Rutkowska-Zapała Magdalena, Szaflarska Anna, Kluczewska Anna, Ciȩciwa Julia, Plewka Jacek, Michalska Anna, Siedlar Maciej
Department of Clinical Immunology, Institute of Paediatrics, Jagiellonian University Medical College, Kraków, Poland.
Department of Clinical Immunology, University Children Hospital, Krakow, Poland.
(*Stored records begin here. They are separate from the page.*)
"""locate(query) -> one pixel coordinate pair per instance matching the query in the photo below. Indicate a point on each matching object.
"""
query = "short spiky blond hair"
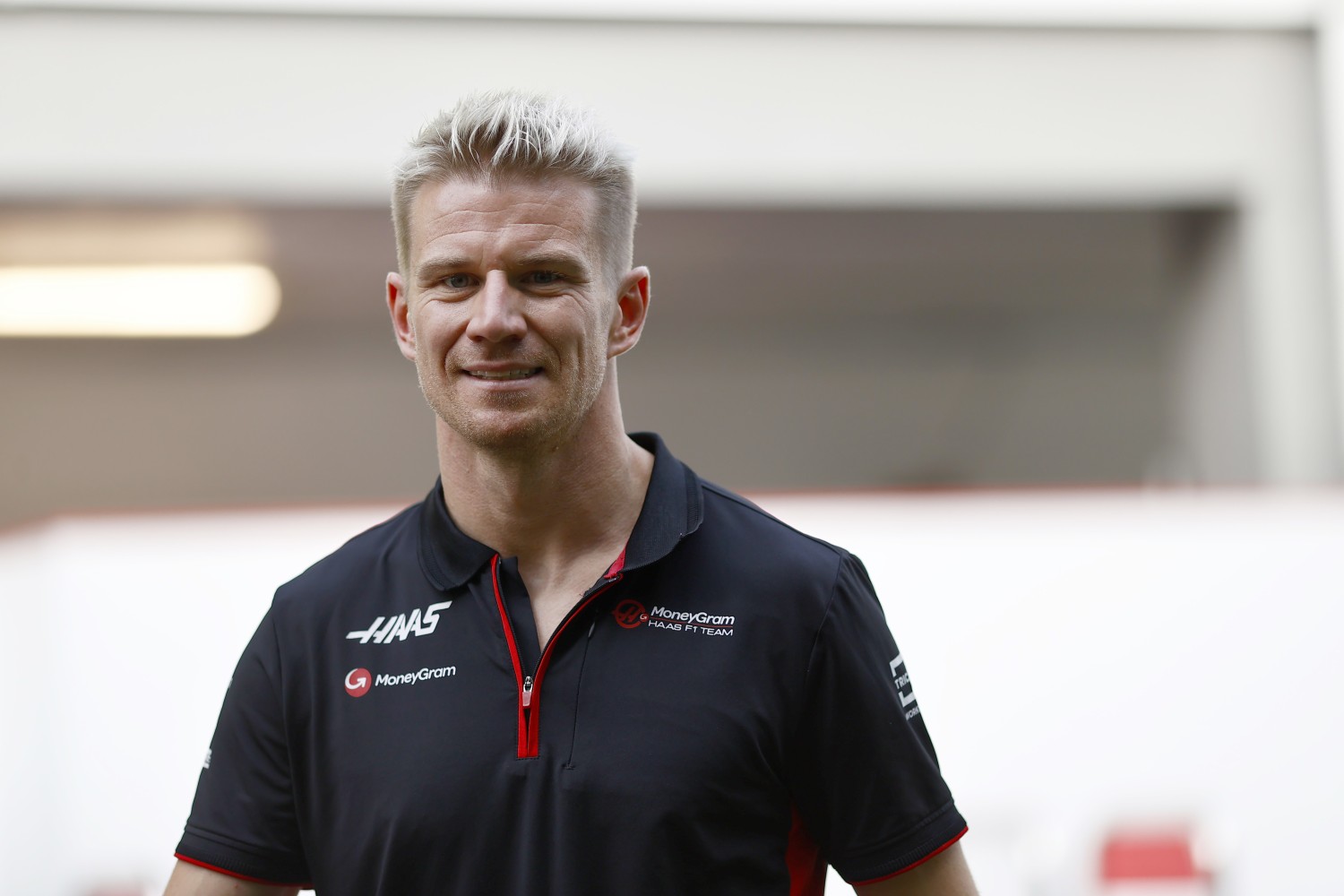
(510, 134)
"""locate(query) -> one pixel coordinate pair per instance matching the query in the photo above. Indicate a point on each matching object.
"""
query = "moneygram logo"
(358, 681)
(629, 614)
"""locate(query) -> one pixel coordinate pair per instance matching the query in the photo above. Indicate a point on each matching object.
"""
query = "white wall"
(1081, 659)
(280, 108)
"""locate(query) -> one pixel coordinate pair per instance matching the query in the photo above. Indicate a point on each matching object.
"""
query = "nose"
(496, 311)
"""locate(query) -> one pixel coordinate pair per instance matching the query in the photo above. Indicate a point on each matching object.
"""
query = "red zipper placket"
(530, 686)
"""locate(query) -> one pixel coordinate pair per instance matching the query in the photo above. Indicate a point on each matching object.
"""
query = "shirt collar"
(672, 508)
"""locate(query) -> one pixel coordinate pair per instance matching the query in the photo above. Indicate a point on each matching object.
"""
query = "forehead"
(480, 217)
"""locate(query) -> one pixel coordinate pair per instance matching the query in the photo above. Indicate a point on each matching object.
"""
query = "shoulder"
(750, 541)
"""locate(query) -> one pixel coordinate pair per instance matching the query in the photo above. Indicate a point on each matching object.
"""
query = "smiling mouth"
(505, 375)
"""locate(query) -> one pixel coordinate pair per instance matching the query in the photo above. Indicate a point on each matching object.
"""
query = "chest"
(647, 710)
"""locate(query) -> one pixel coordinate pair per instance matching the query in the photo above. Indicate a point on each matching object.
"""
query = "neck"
(561, 501)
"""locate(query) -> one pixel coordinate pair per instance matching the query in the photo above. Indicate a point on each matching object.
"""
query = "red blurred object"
(1133, 856)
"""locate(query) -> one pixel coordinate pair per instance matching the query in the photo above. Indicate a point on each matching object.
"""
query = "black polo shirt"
(723, 712)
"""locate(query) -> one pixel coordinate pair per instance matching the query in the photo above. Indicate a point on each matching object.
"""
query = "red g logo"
(629, 614)
(358, 681)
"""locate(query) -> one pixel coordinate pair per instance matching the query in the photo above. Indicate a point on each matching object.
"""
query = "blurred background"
(1034, 306)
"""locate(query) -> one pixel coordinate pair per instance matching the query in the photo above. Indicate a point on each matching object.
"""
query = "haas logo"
(358, 681)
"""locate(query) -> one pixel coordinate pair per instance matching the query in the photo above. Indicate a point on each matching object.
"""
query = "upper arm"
(943, 874)
(194, 880)
(862, 769)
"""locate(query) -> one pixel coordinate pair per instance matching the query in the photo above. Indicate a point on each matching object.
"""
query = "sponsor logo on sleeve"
(631, 614)
(387, 629)
(902, 680)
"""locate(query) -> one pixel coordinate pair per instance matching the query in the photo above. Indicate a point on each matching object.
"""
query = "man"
(575, 668)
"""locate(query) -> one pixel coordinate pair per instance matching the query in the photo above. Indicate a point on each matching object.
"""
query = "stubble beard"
(516, 426)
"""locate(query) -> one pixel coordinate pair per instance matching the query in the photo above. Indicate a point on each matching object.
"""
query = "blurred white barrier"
(1081, 659)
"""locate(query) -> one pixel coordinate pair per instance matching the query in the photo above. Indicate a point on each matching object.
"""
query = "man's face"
(505, 311)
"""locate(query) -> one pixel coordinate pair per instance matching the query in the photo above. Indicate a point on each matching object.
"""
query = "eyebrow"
(553, 260)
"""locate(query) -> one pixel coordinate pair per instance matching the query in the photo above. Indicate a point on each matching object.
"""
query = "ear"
(632, 309)
(400, 309)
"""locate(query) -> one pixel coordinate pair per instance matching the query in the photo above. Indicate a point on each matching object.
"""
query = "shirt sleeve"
(244, 820)
(865, 775)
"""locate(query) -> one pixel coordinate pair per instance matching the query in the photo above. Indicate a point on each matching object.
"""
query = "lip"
(502, 373)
Front Pediatr. 2022 Apr 15;10:858166. doi: 10.3389/fped.2022.858166. eCollection 2022.
In this study, we report a 4-month-old boy with TBNK severe combined immunodeficiency (SCID) due to a novel mutation in exon 2 of , the gene encoding the interleukin (IL) common gamma chain (γc) of the cytokine receptors for IL-2, IL-4, IL-7, IL-9, IL-15, and IL-21. The patient was born from a twin pregnancy. He manifested recurrent infections of the gastrointestinal tract, whereas his twin brother was asymptomatic with no immune defects. In order to evaluate the effect of this unreported variant on the protein structure, a structural modeling process was performed showing prominent biochemical alterations of the protein features, including molecular weight, isoelectric charge, and possible changes to its secondary and tertiary structure.
在本研究中,我们报告了一名4个月大的男孩,他因编码白细胞介素(IL)-2、IL-4、IL-7、IL-9、IL-15和IL-21细胞因子受体共同γ链(γc)的基因外显子2发生新突变,患有TBNK重症联合免疫缺陷(SCID)。该患者为双胎妊娠出生。他表现出反复的胃肠道感染,而他的双胞胎兄弟无症状且无免疫缺陷。为了评估这种未报道的变体对蛋白质结构的影响,我们进行了结构建模过程,结果显示该蛋白质特征存在显著的生化改变,包括分子量、等电点以及其二、三级结构可能发生的变化。